Closed asheetal closed 1 year ago
Hi, what comes to mind is grouping correlated features to attribute their importance as a unity, see the triplot
extension to DALEX
focusing on correlated features: Triplot: model agnostic measures and visualisations for variable importance in predictive models that take into account the hierarchical correlation structure. Also, importance measures for dependent features, e.g. Model-agnostic Feature Importance and Effects with Dependent Features -- A Conditional Subgroup Approach.
Thanks for responding back. Yes grouped feature importance is one way to check all correlated features all at once. But I do not know which features are correlated. I am only looking at individual item level predictors. Would that be a problem in DALEX? If so, how can I minimize the effect of correlation between unknown predictors?
But I do not know which features are correlated. I am only looking at individual item level predictors.
I believe this is what the triplot
tool aims to overcome. See the exemplary plot visualizing: (left) local feature importance, (right) feature correlation structure, and (middle) combined importance for groups of correlated features.
triplot
in Python https://dalex.drwhy.ai/python-dalex-aspect.htmltriplot
in R https://github.com/ModelOriented/triplot So seems like this might be useful for me. So in a nutshell I do need to look at correlated variables before determining which is the most important predictor in the model. Would this be the correct statement?
correct, importance of correlated feature is a tricky question, for PDP/ALE profile an interesting discussion about this is also in https://rss.onlinelibrary.wiley.com/doi/10.1111/rssb.12377 and https://ema.drwhy.ai/accumulatedLocalProfiles.html
for variable importance the triplot helps to compare importance of individual variables as well as groups of correlated variables
Thanks @pbiecek I tried to follow the ALEplot paper (Apley and Zhu, 2019). I get that PDP plots are not authoritative in the presence of collinearity and we should prefer ALE plots. What is still not clear is how ALE links with model variable importance and the effect collinearity will have on model variable importance. As an applied data scientist, I am just interested in top 5 important features out of approximately 1000 features and use those 5 for a subsequent field experiment. I cannot vary more than 5 in a field experiment.
If Molnar's approach of "conditional subgroup" is the way forward. Is there a code snippet that I can follow? I could use that to potentially generate those top-5 features for the field experiment.
@asheetal
What is still not clear is how ALE links with model variable importance
ALE/PDP link indirectly to variable importance. For example, see our work on Variable importance via oscillations https://github.com/modeloriented/vivo and Variance-based variable importance Greenwell et al. (2018) and Scholbeck et al. (2019) with code at https://github.com/koalaverse/vip.
If Molnar's approach of "conditional subgroup" is the way forward. Is there a code snippet that I can follow?

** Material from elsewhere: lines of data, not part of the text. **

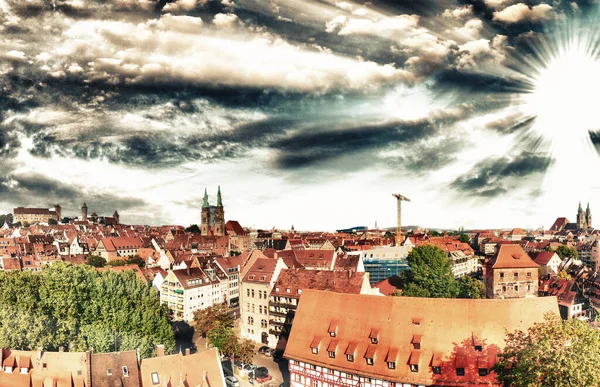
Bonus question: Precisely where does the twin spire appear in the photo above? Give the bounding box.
[202,186,223,208]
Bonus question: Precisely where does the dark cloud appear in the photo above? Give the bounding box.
[0,173,148,215]
[450,152,553,197]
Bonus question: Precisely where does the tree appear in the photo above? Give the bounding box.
[194,303,233,337]
[125,255,146,269]
[185,224,200,234]
[494,313,600,387]
[399,245,459,298]
[87,255,106,267]
[556,245,577,259]
[458,275,485,298]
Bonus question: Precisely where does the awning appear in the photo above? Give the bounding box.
[408,350,421,365]
[385,348,398,363]
[344,341,358,355]
[327,339,338,352]
[365,344,377,359]
[310,336,321,348]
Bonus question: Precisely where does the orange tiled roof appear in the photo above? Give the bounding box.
[284,290,558,386]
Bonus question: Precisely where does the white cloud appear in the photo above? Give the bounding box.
[494,3,557,23]
[50,15,413,91]
[213,13,238,28]
[442,5,473,20]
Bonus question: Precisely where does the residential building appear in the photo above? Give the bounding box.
[91,350,140,387]
[240,257,288,347]
[96,237,144,261]
[284,290,558,387]
[160,265,227,322]
[448,250,481,278]
[485,244,540,298]
[13,204,62,223]
[534,251,562,276]
[140,349,226,387]
[269,269,371,340]
[348,246,412,285]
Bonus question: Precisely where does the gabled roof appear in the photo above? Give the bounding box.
[488,244,540,269]
[140,349,225,387]
[535,251,560,266]
[284,290,558,386]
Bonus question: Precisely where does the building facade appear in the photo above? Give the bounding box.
[13,204,62,223]
[485,244,540,298]
[284,290,558,387]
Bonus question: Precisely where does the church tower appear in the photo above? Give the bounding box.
[585,202,592,228]
[200,188,210,235]
[577,202,587,228]
[215,186,225,236]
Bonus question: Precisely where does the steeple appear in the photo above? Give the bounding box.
[202,188,210,208]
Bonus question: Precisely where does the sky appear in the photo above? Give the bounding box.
[0,0,600,230]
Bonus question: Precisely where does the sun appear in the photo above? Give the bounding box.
[525,42,600,153]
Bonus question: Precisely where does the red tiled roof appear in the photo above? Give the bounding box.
[284,290,558,386]
[488,244,539,269]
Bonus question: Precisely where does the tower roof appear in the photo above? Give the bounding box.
[217,186,223,207]
[202,188,210,208]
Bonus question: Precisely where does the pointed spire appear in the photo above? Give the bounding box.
[217,186,223,207]
[202,188,210,208]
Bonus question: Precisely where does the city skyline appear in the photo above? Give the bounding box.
[0,0,600,230]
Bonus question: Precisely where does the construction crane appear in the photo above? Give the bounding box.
[392,194,410,246]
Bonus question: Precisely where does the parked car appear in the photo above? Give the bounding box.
[240,364,256,375]
[225,376,240,387]
[254,374,273,383]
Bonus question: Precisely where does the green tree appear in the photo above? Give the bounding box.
[87,255,106,267]
[194,303,233,337]
[556,245,577,259]
[399,245,459,298]
[206,324,237,354]
[494,313,600,387]
[458,275,485,298]
[125,255,146,269]
[185,224,200,234]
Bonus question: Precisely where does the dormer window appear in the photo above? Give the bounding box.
[369,328,379,344]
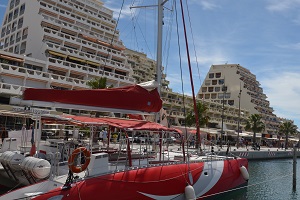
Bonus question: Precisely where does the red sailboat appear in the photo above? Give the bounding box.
[0,0,249,200]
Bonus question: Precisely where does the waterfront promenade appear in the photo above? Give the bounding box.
[199,146,300,160]
[106,144,300,160]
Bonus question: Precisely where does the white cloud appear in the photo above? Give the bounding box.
[260,72,300,127]
[192,0,219,10]
[267,0,300,12]
[277,42,300,50]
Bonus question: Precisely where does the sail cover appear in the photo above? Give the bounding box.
[23,85,162,113]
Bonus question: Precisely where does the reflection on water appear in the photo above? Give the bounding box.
[216,159,300,200]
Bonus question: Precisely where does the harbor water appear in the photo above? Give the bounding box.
[220,159,300,200]
[2,159,300,200]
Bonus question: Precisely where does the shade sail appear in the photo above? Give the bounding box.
[23,85,162,113]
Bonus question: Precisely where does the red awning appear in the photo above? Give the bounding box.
[63,115,180,133]
[23,85,162,113]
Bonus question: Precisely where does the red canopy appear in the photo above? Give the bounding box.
[63,115,178,132]
[23,85,162,112]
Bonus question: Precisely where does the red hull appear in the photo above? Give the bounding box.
[35,159,248,200]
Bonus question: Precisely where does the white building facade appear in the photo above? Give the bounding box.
[198,64,280,136]
[0,0,135,97]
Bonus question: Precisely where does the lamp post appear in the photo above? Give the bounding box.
[236,84,242,149]
[220,82,227,148]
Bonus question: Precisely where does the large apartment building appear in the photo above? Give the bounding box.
[0,0,135,97]
[0,0,277,136]
[198,64,280,135]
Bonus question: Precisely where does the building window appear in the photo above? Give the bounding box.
[205,80,210,86]
[20,3,25,15]
[9,35,15,42]
[8,12,13,22]
[22,28,28,40]
[14,45,20,53]
[14,8,19,18]
[222,86,227,92]
[18,17,23,28]
[20,42,26,54]
[9,0,15,9]
[15,0,20,6]
[225,93,231,99]
[16,31,21,42]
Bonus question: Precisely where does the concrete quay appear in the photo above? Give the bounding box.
[204,146,300,160]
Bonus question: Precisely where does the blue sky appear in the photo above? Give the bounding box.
[0,0,300,127]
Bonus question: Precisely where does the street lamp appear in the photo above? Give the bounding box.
[236,84,242,149]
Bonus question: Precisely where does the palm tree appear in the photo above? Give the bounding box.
[86,77,107,89]
[279,121,298,149]
[185,101,209,127]
[245,114,265,144]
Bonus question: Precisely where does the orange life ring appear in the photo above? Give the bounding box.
[68,147,91,173]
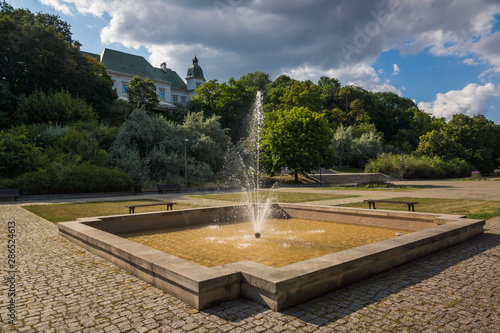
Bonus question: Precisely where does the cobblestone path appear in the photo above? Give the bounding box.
[0,205,500,332]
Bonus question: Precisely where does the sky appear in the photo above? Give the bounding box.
[7,0,500,124]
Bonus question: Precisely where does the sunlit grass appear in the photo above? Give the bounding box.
[23,200,199,222]
[342,197,500,220]
[192,191,356,203]
[319,185,428,192]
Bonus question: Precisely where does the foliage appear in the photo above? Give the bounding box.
[240,71,272,91]
[127,76,160,111]
[333,125,382,168]
[333,125,354,166]
[351,131,382,168]
[0,122,117,178]
[0,163,133,195]
[417,114,500,174]
[189,78,257,144]
[0,2,118,128]
[13,90,97,125]
[111,110,230,185]
[365,153,471,179]
[261,107,335,181]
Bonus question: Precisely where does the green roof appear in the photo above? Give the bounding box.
[80,51,101,61]
[101,49,186,90]
[186,55,205,80]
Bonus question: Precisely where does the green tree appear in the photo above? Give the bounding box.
[240,71,272,92]
[111,110,230,185]
[0,2,118,124]
[189,78,256,144]
[13,90,97,125]
[127,76,160,111]
[351,131,382,168]
[262,107,335,181]
[417,114,500,174]
[279,81,322,113]
[333,125,354,166]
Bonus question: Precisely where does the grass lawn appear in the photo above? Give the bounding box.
[22,200,203,222]
[192,191,357,203]
[342,197,500,220]
[319,185,428,192]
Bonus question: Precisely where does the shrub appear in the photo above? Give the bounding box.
[14,90,97,125]
[365,153,471,179]
[8,163,134,195]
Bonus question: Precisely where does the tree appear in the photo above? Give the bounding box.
[240,71,272,92]
[261,107,335,181]
[13,90,97,125]
[0,2,118,124]
[333,125,354,166]
[111,109,230,186]
[417,114,500,174]
[189,78,256,144]
[127,76,160,111]
[352,131,382,168]
[279,81,322,113]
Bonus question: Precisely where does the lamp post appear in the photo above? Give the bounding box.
[184,139,189,192]
[401,154,405,180]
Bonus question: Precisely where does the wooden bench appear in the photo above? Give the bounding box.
[365,200,418,212]
[0,188,21,201]
[125,202,177,214]
[156,184,181,194]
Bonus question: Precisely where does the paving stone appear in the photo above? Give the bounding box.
[0,205,500,333]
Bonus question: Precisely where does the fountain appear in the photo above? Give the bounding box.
[233,91,273,238]
[57,94,484,311]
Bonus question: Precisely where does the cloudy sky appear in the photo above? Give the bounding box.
[7,0,500,124]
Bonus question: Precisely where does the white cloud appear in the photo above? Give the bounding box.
[40,0,73,15]
[418,83,500,119]
[392,64,400,76]
[40,0,500,93]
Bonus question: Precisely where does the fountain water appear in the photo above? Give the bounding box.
[243,91,273,238]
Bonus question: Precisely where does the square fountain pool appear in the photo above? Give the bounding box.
[58,204,484,311]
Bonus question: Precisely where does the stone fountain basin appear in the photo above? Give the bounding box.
[58,204,485,311]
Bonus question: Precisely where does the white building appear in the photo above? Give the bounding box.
[84,49,205,109]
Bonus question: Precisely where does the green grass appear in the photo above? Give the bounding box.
[342,197,500,220]
[192,191,356,203]
[330,167,365,173]
[23,200,203,223]
[320,185,436,192]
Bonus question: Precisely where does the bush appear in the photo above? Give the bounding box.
[14,90,97,125]
[365,153,471,179]
[8,163,134,195]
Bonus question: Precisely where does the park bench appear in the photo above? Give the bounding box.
[0,188,21,201]
[365,200,418,212]
[125,202,177,214]
[156,184,181,194]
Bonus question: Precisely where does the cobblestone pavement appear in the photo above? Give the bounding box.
[0,205,500,332]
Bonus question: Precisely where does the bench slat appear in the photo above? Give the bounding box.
[364,199,418,212]
[125,202,177,214]
[156,184,181,194]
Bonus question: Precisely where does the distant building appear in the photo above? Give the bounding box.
[83,49,205,109]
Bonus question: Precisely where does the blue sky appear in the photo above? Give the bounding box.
[7,0,500,124]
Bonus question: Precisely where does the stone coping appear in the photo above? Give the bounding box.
[58,204,484,311]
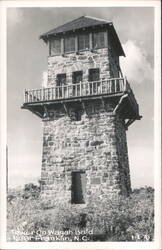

I can link to the code from the article https://github.com/christophM/paper_conditional_subgroups
I hope all the resources given in this issue can guide you in your experiments.
seems answered, reopen if needed :-)
I use DALEX in most of my ML research projects. I keep getting a criticism from reviewers regarding a drawback of permutation based method in the presence of multiple correlated predictors. They argue that if there is a group of highly correlated but important predictors, they may not show up at the top of feature importance. Can someone comment on this criticism? How is this addressed in DALEX?